New Zealand is a land of immense and diverse landscape. You’ll see things and have experiences here that are unique to this country.
The are spectacular glaciers, picturesque fiords, rugged mountains, vast plains, rolling hills, subtropical forests, a volcanic plateau, and thousands of kilometres of coastline with rocky bluffs and sandy beaches all within hours of each other. Don’t forget the cities. Auckland, Wellington, Christchurch and others all have their own special feel.
Most New Zealand visitors find that they are quickly into experiences even though this may not have been their reason for visiting. At Waitomo Caves you can explore with a walking or boat tour, try blackwater rafting where you’ll crawl, swim and float through the caves on a rubber tube, or abseil or zip-line through the darkness.
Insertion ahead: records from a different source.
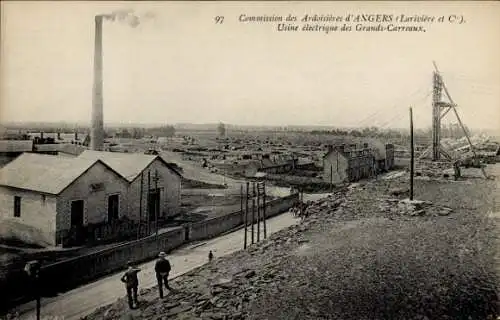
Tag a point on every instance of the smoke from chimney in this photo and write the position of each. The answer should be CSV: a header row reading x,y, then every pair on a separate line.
x,y
127,16
97,126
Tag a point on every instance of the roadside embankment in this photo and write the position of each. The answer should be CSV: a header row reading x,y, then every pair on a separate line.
x,y
362,255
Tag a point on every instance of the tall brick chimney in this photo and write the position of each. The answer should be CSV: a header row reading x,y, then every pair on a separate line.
x,y
97,125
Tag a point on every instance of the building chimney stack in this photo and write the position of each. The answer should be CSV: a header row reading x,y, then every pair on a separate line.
x,y
97,125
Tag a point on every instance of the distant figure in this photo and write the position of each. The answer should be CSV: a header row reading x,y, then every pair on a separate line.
x,y
131,284
162,269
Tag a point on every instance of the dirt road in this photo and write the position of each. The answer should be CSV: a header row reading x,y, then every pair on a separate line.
x,y
83,300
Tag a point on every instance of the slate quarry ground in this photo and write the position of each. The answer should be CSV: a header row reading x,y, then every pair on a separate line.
x,y
354,257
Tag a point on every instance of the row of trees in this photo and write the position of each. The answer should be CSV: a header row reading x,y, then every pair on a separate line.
x,y
452,130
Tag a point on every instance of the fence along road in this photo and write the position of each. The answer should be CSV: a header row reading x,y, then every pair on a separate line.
x,y
84,300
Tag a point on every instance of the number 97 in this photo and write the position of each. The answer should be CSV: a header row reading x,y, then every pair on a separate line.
x,y
219,19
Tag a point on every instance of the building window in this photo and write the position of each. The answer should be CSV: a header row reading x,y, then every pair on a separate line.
x,y
113,207
17,206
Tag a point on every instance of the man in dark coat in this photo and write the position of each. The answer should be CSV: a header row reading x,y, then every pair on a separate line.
x,y
162,269
131,283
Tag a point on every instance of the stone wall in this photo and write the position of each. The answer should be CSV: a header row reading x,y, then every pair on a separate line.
x,y
213,227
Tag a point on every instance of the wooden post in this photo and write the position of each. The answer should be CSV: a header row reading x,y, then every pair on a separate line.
x,y
157,205
331,177
246,216
140,207
258,214
253,211
264,209
412,155
147,202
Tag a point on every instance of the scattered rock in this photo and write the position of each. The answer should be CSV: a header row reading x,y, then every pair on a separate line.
x,y
250,274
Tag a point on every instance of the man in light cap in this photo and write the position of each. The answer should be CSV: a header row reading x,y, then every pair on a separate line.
x,y
162,269
131,284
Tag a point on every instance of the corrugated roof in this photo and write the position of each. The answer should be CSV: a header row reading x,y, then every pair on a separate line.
x,y
73,149
16,145
129,165
43,173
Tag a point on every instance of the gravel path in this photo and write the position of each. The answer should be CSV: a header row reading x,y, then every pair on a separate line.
x,y
356,257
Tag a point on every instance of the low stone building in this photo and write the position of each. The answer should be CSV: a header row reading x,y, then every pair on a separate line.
x,y
11,149
161,182
47,199
54,200
343,164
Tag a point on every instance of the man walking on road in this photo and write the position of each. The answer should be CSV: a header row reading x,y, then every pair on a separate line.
x,y
162,269
131,283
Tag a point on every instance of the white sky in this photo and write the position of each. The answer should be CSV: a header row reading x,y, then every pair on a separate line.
x,y
182,67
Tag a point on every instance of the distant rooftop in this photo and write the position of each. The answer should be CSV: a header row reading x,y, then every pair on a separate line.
x,y
16,145
129,165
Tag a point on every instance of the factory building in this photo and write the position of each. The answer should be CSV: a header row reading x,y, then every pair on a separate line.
x,y
350,163
48,199
161,178
54,200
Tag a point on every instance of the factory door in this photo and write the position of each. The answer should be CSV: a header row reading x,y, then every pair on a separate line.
x,y
154,204
113,208
77,232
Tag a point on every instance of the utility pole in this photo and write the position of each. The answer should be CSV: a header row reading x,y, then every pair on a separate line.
x,y
436,116
140,206
246,216
264,209
148,202
253,211
331,177
157,204
258,214
412,154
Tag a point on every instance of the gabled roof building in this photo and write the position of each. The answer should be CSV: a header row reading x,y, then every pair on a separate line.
x,y
53,199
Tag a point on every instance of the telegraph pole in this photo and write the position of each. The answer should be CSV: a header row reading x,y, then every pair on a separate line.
x,y
253,210
149,199
264,208
246,216
412,160
157,204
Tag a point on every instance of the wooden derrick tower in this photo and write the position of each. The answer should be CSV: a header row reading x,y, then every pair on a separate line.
x,y
439,110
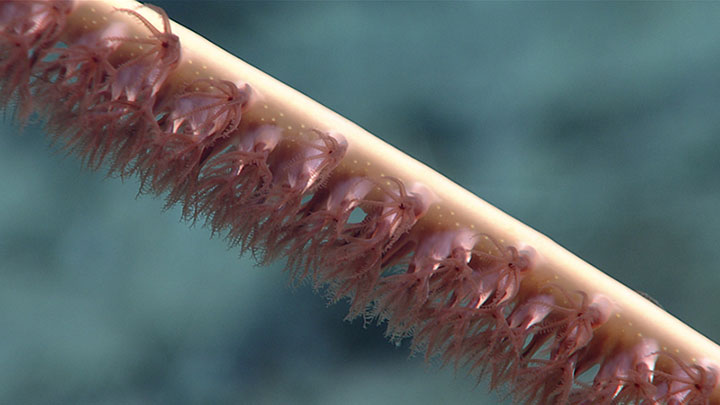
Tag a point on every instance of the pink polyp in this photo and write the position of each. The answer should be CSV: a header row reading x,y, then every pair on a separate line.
x,y
208,108
142,76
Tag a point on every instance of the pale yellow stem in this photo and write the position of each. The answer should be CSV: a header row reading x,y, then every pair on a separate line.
x,y
287,108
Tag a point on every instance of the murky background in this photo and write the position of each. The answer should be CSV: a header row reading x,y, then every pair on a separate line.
x,y
595,123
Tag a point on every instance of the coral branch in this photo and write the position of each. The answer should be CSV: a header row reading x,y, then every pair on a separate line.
x,y
282,176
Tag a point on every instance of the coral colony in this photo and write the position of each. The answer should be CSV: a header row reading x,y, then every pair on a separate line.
x,y
115,90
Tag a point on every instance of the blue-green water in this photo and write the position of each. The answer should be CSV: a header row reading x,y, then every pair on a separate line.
x,y
596,123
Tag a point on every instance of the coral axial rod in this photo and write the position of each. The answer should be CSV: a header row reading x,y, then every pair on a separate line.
x,y
121,86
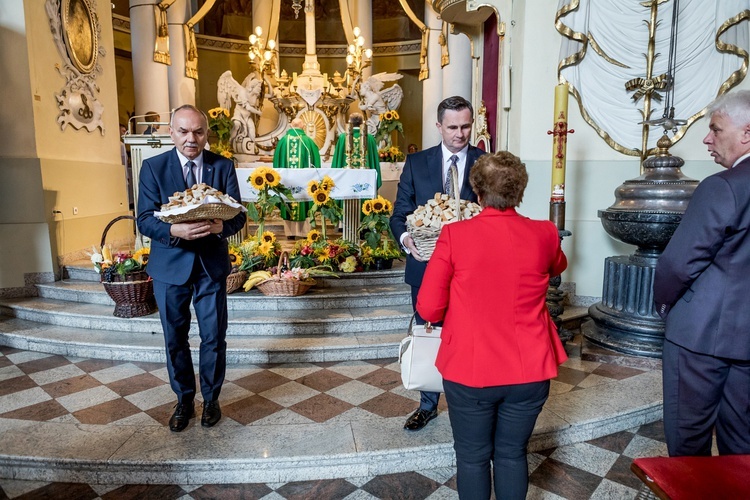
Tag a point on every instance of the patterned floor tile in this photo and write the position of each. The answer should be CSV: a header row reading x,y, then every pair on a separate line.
x,y
407,485
321,407
304,490
564,480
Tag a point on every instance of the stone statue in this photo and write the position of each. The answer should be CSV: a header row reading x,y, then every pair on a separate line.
x,y
375,101
248,99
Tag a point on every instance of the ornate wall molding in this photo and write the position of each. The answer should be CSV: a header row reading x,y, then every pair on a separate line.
x,y
77,35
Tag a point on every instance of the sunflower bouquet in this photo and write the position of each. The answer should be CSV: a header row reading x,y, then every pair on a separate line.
x,y
267,182
392,154
389,121
375,230
323,204
109,263
261,252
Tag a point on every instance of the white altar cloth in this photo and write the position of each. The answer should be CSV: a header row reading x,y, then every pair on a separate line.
x,y
350,184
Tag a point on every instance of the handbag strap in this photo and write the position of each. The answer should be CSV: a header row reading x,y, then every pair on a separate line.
x,y
427,325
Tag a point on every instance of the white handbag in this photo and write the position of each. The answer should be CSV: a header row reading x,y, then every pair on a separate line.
x,y
417,354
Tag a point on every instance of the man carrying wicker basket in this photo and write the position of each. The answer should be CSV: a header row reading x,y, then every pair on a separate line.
x,y
426,173
189,261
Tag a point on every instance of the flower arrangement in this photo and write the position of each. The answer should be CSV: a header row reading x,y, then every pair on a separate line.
x,y
315,251
261,252
109,263
323,204
267,182
392,154
375,230
389,121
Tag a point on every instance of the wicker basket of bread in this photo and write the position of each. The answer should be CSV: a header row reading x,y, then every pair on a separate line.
x,y
425,223
200,202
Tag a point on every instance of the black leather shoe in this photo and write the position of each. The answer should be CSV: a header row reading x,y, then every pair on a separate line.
x,y
419,419
211,413
183,412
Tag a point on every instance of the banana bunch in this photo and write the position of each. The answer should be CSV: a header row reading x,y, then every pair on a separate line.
x,y
255,278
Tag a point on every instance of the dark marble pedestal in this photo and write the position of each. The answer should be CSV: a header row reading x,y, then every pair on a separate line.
x,y
626,319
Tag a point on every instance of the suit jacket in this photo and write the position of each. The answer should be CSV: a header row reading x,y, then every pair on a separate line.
x,y
171,259
701,279
421,178
487,280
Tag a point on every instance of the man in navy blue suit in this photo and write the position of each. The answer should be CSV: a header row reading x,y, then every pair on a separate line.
x,y
425,174
700,287
189,261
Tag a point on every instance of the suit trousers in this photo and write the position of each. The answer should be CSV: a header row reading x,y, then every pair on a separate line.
x,y
210,303
428,401
493,424
703,392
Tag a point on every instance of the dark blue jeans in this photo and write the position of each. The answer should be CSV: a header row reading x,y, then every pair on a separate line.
x,y
493,424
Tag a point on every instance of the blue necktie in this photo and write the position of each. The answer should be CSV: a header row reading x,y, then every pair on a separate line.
x,y
448,185
190,178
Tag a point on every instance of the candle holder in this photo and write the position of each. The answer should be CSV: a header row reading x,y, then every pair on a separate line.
x,y
555,296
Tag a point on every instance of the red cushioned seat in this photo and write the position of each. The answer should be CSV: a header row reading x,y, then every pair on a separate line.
x,y
700,478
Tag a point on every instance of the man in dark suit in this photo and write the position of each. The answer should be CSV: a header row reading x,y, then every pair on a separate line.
x,y
700,287
425,173
190,261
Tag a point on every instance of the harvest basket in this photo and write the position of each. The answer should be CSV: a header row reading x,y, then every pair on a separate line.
x,y
276,286
425,238
235,281
133,293
203,212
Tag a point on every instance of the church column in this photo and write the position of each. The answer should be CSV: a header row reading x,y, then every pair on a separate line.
x,y
362,17
457,75
181,87
150,80
432,89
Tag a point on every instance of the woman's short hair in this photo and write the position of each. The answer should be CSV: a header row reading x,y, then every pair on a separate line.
x,y
499,179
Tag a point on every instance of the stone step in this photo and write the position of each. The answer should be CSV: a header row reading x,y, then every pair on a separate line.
x,y
375,295
241,322
149,347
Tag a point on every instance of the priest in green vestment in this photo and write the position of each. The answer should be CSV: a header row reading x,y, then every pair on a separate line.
x,y
354,152
296,150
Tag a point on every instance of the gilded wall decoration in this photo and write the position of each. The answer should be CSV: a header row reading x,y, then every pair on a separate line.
x,y
77,35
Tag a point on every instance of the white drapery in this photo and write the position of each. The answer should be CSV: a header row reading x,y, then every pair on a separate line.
x,y
604,45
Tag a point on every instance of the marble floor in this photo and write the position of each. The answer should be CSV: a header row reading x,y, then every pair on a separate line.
x,y
39,387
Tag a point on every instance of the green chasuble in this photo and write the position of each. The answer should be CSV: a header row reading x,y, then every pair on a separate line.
x,y
355,160
296,150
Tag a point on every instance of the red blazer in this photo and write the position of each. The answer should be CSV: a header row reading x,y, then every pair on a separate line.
x,y
487,281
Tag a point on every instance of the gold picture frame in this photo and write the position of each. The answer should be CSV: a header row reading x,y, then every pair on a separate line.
x,y
80,32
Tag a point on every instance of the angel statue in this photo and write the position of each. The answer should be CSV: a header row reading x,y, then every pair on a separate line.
x,y
248,100
374,101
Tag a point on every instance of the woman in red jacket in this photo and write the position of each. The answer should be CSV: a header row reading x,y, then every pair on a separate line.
x,y
487,281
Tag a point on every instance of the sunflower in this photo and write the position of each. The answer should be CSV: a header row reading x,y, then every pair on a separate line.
x,y
321,197
268,236
257,179
377,205
313,236
235,257
265,249
142,255
367,207
272,177
312,188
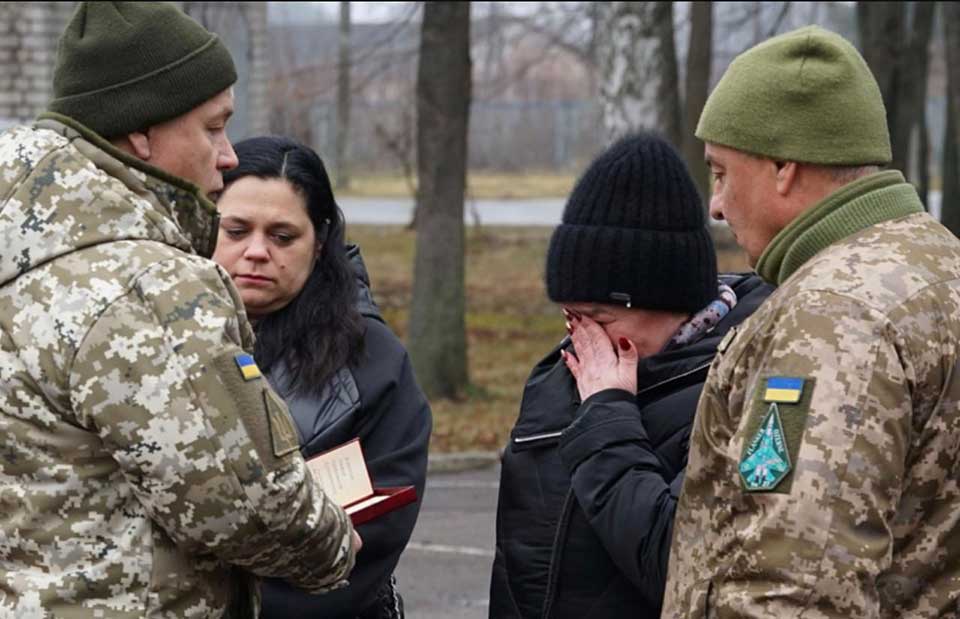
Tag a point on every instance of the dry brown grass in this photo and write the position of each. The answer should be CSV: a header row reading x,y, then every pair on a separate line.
x,y
510,322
The 53 kilometre Milford Track leads you across suspension bridges, board walks and a mountain pass. Queenstown has helicopter flights, the world’s first and most famous bungy jump at Kawarau Bridge and jet boat thrills through the rugged beauty and unspoilt grandeur of the white-water rapids of the Shotover River.
Rotorua has bubbling mud pools, shooting geysers and natural hot springs, as well as fascinating Maori culture. And these places are just a fraction of what is on offer.
Another feature of New Zealand is its high-quality accommodation, some of it in lodges in spectacular locations. Typical of this is Marlborough Lodge (http://www.themarlboroughlodge.co.nz/) a luxury country estate located in the heart of the famous Marlborough wine region. There are elegant, contemporary suites, gourmet local cuisine, beautiful parkland surrounds and attentive staff on hand 24 hours a day. It is a great place to relax and unwind.
For many, the name evokes visions of an island paradise, exotic days, romantic nights and South Sea adventure. And this is exactly what you’ll find here. Officially known as French Polynesia, the area possesses one of the most spectacularly beautiful and diverse environments on earth in a mixture of high volcanic islands and low-lying atolls.
There are 118 islands but none impress me more that Moorea which rises magically out of the ocean like a cathedral. There are waterfalls tumbling down fern-softened cliffs, peaceful meadows and a bright blue lagoon which will bring to life the South Seas idyll of your dreams. Pastel-painted houses with gardens of hibiscus circle the island in a necklace of simple villages.
The quiet waters of the lagoon allow for a variety of activities, from swimming, fishing, scuba diving or snorkelling and outrigger canoeing to paddle boarding, kite boarding, and water skiing. The on-shore area is area is good for hiking, horseback riding, quad biking or exploring on a four-wheeler.
Many painters, carvers, jewellers and tattoo artists live on the island because of its beauty and serenity and you will find your own peace while watching fishermen on their outrigger canoe or listening to the sound of the ukulele while sitting on the sand under a tree.
The Hilton Moorea Lagoon Resort and Spa (www.moorea.hilton.com) offers bungalows set amongst gardens or suspended above the lagoon. Guests enjoy a swimming pool, a fitness centre, a tennis court, 3 restaurants and 3 bars. Arii Vahine Restaurant, which faces the lagoon, serves French and Polynesian favourites; the beach-side Rotui Grill & Bar offers a relaxed setting for lunch; and the overwater Toatea Crêperie & Bar is a popular hangout for evening cocktails and crêpes under the stars. This resort is great for both active and passive visitors.